Planting a church into a marginalised area like Warilla North needs to be a little different. My model of church and how a service looks has largely been shaped by my past training with ‘Church in Hard Places’ and my current learnings from my time at Albion Park Rail Anglican Church, serving under Neil Scott.
Middle class church vibes don’t necessarily work in poorer areas and there are a number of complex reasons for that. People here are very aware that sin is present in their lives and that the world is broken. People need to experience God’s Grace and his forgiveness through his son Jesus when they come to church. They need to have it explained from the Bible and modelled to them by the Christians who live it out. They need other Christians and that includes their pastor to be real about life, real about struggle and what it means to resist sin and forgive people and situations that seem unforgivable.
Church needs to be accessible, it needs to be real and honest and not very polished because what’s important here is not a great band or the most amazing service leaders or preachers, it’s simply that the word of God is explained so that people can understand it for themselves. And from understanding comes changed hearts.
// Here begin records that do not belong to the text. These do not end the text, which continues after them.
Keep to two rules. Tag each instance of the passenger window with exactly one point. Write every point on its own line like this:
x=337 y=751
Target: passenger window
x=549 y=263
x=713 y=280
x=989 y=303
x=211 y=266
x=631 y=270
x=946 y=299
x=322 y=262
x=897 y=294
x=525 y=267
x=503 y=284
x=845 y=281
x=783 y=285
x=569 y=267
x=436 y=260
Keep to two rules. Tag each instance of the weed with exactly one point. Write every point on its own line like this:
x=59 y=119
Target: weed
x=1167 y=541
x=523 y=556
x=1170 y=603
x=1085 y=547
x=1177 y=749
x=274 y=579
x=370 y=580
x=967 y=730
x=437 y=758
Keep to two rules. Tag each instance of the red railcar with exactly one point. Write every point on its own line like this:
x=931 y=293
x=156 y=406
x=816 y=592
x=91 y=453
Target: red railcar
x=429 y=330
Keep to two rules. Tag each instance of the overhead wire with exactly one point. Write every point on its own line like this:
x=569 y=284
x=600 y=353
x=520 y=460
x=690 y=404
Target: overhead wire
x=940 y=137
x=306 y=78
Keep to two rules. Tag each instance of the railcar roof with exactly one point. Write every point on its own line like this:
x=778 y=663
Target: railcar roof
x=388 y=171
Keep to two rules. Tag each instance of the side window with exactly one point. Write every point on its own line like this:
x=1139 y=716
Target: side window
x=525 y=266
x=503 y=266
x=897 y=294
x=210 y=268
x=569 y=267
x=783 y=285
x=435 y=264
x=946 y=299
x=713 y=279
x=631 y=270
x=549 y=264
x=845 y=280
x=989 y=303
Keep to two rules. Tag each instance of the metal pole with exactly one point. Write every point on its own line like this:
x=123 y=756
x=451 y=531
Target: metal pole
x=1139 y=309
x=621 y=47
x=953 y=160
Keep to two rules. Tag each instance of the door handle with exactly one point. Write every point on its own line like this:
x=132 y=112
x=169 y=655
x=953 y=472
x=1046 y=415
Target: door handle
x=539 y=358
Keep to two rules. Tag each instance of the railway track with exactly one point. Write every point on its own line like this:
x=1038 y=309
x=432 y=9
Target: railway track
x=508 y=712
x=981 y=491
How can people partner with you?
To do this ministry work of planting a church in Warilla North I need to be self funded, and this year I need to raise further $10k for my own work, plus I’m trying to raise some extra money to pay for a ‘women’s ministry worker’ to start in 2024. I’m praying to find a mature lady who wants to connect and read the Bible 1:1 with women in the Warilla North community.
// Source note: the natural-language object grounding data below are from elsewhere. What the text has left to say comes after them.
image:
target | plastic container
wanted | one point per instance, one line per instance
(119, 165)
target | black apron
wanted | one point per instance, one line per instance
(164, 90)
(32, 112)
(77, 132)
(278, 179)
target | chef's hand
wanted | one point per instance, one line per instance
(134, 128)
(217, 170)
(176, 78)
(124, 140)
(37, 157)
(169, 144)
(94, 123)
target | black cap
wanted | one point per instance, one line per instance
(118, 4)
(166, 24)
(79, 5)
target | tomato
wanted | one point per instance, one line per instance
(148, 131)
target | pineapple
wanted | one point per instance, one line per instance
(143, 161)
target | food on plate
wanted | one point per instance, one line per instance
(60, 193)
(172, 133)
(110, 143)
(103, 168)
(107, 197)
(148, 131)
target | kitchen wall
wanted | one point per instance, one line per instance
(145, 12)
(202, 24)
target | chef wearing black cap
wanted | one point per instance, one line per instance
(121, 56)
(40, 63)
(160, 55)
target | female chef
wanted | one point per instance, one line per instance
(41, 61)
I also need prayer and people can connect with me via Facebook by searching my name if they would like to receive my weekly prayer requests and to see how things are going.
Lastly, Neil, myself and a whole bunch of ministers who are trying to reach poor and marginalised communities are always looking for people to come and live and serve with us. Why not start praying to God and ask him if this is an area of ministry that he wants you to be involved in.